Pale pink to white flowers are borne in 1 to 3 rounded, usually pendulous clusters, or umbels from the leaf axils and terminus.

The fruit is a follicle or pod that is very slender, 3.2-5.6 in long and .25-.3 in thick, lacking tubercles, minutely hairy to glabrous. The seeds are broadly oval with a length up to .3 in. They are tufted with white to tan hairs at their tips.

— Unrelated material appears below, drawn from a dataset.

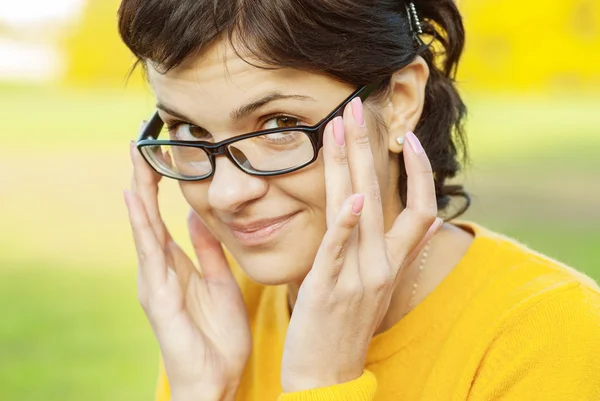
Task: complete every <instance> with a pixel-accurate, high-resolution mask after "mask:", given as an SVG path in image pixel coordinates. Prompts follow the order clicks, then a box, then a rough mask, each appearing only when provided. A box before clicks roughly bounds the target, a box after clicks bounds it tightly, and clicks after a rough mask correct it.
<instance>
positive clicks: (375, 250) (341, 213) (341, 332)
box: [281, 98, 441, 393]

==Distribution and habitat==
A. quadrifolia is native in the United States from Kansas and Oklahoma in the west, to Mississippi and Alabama in the south, and New Hampshire in the north and east. It is an endangered species in Ontario. Unlike more commonly known species such as common milkweed or butterflyweed, fourleaf milkweed is a woodland denizen. It usually occurs in dry, rocky open forest. It is frequently found on upland slopes.

==Ecology==
Flowers bloom from May to July. Insects that take nectar from the plant include bumblebees and other bees, wasps, ants, flies, and butterflies. The caterpillars of the monarch butterfly feed on the foliage.

==Conservation==
A. quadrifolia was listed as an endangered species in Ontario in 2010. Only 2 populations are known to remain in the province, both in Prince Edward County. The plant is also listed as endangered in New Hampshire and threatened in Rhode Island.

==Toxicity==
Most Asclepias are toxic if consumed in large quantities due to cardiac glycoside and resinoid content.

==Cultivation==
Fourleaf milkweed is rare in cultivation.